Subject-Specific Spaced Repetition Tips
Mathematics
Review method: Solve problems, not just read notes
Focus: Formulas, methods, types of problems
Warning: Can’t just “recognize” math – must actually practice
Physics
Review method: Derivations + numerical problems
Focus: Concepts, formulas with units, application
Include: Diagram recall in reviews
Chemistry
Review method: Varies by sub-type
Physical: Problem practice like math
Organic: Mechanism recall, reaction practice
Inorganic: NCERT line recall, exception memorization
Biology
Review method: Active recall of facts, diagram recreation
Focus: Exact NCERT terminology
Include: Drawing diagrams from memory
The Final 2 Weeks
In the last 14 days, adjust the calendar:
- No new learning (all topics should be in review cycle)
- Rapid cycling through all topics
- 2-3 complete passes through entire syllabus
- Weak topics get additional attention
- Simulate exam conditions with full mock tests
Common Mistakes
Mistake 1: Skipping Reviews When Feeling Confident
Confidence isn’t recall. You feel confident because material is familiar, but you might not actually remember it. Do the review anyway.
Mistake 2: Reviews Become Re-reading
Passive re-reading isn’t effective review. Active recall – closing the book and remembering – is what strengthens memory.
Mistake 3: Overloading New Learning
If you learn too many new topics early, the review load becomes unmanageable later. Pace yourself.
Getting Started
- List all topics you need to cover
- Calculate your daily new topic capacity
- Choose your tracking method (calendar, spreadsheet, app)

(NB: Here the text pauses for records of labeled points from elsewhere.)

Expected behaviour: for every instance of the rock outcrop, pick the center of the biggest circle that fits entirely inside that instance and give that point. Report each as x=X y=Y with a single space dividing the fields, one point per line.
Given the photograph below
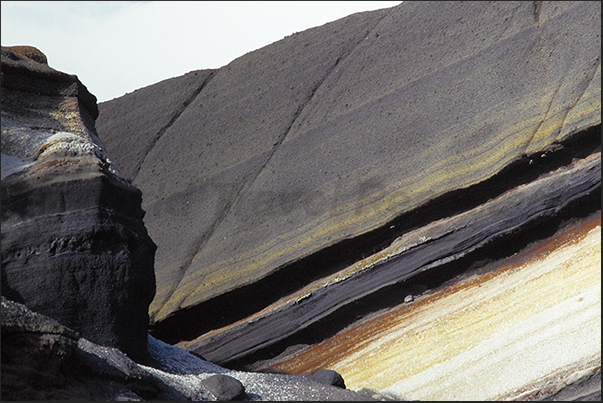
x=303 y=157
x=44 y=360
x=74 y=246
x=365 y=165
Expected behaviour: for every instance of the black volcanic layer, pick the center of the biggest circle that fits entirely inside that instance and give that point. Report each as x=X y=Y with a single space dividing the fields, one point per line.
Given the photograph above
x=295 y=160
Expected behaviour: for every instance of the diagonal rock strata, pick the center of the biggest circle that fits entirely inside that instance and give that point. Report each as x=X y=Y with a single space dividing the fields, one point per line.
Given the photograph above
x=421 y=251
x=400 y=117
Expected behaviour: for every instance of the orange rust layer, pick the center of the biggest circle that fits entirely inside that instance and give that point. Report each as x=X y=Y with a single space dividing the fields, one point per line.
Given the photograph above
x=336 y=348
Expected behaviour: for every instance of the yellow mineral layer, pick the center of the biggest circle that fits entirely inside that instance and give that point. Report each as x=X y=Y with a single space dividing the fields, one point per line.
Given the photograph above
x=535 y=321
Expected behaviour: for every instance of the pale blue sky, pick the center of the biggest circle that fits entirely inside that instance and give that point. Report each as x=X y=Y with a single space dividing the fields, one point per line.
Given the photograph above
x=115 y=47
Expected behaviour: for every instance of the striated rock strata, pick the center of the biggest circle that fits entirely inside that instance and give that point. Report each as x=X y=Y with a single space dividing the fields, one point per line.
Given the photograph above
x=74 y=246
x=352 y=168
x=44 y=360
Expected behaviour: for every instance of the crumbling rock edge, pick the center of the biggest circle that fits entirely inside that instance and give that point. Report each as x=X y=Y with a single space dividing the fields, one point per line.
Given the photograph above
x=181 y=325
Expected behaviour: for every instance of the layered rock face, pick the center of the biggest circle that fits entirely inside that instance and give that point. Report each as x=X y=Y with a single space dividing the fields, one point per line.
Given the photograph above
x=74 y=246
x=374 y=163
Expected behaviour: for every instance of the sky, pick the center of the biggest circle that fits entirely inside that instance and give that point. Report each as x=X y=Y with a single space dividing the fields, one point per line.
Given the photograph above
x=115 y=47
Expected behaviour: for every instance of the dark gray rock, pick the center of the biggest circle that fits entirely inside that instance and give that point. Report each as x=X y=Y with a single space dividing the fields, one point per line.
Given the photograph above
x=329 y=377
x=74 y=245
x=44 y=360
x=331 y=133
x=224 y=387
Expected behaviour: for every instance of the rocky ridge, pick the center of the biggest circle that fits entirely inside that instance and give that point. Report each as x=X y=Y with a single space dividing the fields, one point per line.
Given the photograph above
x=77 y=266
x=368 y=129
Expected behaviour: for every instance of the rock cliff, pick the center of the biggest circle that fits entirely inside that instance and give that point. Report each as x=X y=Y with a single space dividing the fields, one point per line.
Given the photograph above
x=362 y=164
x=74 y=246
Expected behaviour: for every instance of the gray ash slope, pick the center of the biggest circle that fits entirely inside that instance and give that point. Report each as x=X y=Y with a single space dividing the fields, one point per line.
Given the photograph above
x=298 y=159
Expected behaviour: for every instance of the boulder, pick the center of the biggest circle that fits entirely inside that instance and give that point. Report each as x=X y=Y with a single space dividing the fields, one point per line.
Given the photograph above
x=31 y=52
x=74 y=245
x=224 y=387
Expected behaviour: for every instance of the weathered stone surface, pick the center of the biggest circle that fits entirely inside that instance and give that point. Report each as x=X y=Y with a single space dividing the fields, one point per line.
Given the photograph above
x=44 y=360
x=31 y=52
x=418 y=255
x=331 y=133
x=329 y=377
x=224 y=387
x=74 y=246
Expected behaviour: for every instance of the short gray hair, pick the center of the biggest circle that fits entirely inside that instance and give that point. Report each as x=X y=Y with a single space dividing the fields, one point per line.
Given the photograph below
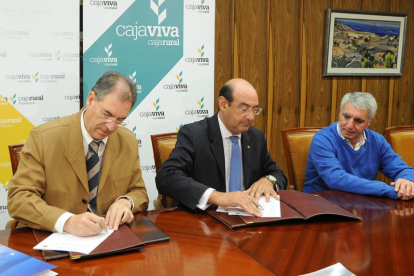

- Begin Day 1 with your first new topics
- Do your first 24-hour review on Day 2
- Let the schedule guide you through 90 days
The Spaced Repetition Calendar transforms your preparation from hopeful studying to systematic memory building. Every topic gets reviewed at scientifically optimal intervals, ensuring maximum retention with minimum repetition.
Conclusion
Memory isn’t magic – it follows predictable rules. Spaced repetition leverages these rules to ensure that what you study actually stays in your memory until exam day. Build your 90-day calendar, follow it faithfully, and enter your exams confident that you actually remember what you learned.